Diagnosing Java Performance Problems with the GC Log Analyzer
Although the Java platform simplifies many aspects of software development, it introduces side effects of its runtime environment and memory models that can negatively affect runtime performance. Some performance concerns include the following:
System pauses during garbage collection (GC)
Warmup delays for just-in-time compilation
Once you have identified performance problems, you can perform root-cause analysis to determine the exact cause of the problem. You can perform root-cause analysis with unit and system tests but another option is to analyze the GC log.
This article describes the following:
How to create a GC log
How to view the log data in the GC Log Analyzer tool
How to interpret log analyzer metrics and visual graphs to resolve common Java performance problems.
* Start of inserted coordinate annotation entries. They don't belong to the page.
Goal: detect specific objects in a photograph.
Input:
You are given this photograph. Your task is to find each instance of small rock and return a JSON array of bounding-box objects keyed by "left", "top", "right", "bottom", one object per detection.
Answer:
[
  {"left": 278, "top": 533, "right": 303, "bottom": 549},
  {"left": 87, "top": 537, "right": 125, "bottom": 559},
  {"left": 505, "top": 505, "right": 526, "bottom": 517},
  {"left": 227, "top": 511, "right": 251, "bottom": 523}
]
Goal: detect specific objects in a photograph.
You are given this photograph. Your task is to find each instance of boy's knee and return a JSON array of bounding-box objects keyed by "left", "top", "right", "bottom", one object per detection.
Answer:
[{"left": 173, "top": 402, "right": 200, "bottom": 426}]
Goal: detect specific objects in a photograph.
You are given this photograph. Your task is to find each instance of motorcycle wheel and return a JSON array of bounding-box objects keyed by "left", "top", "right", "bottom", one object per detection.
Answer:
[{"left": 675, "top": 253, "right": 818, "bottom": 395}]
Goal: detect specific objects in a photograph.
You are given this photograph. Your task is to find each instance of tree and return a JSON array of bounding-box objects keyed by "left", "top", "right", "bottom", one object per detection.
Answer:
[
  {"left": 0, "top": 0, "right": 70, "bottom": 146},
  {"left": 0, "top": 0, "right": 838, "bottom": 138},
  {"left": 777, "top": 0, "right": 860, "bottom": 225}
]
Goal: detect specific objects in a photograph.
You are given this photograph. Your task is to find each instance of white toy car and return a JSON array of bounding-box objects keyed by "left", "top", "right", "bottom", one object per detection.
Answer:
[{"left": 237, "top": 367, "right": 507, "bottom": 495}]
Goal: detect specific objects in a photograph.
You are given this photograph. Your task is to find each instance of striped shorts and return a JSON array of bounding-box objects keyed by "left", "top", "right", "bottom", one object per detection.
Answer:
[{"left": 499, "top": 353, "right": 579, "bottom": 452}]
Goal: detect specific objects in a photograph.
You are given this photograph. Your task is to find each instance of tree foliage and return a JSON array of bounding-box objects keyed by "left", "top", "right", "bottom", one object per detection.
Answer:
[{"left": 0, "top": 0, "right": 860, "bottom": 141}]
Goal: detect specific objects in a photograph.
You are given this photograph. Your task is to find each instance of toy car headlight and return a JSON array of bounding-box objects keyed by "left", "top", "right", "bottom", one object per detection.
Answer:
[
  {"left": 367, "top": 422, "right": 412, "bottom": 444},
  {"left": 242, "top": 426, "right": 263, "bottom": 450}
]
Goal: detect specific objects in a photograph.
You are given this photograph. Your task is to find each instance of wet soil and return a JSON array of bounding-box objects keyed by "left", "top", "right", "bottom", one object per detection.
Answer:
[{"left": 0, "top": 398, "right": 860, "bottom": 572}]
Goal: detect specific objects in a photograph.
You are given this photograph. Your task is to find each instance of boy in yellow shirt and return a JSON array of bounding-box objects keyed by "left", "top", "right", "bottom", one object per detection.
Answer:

It’s important to note that the GC Log Analyzer can help identify a wide range of problems, from common to uncommon and from severe to trivial, which means choosing which graphs to look at in order to identify particular problems is purely a subjective task which changes from person to person. The information covered in this guide is meant to give you only a general idea of how to identify the most common and severe problems, using real-world examples.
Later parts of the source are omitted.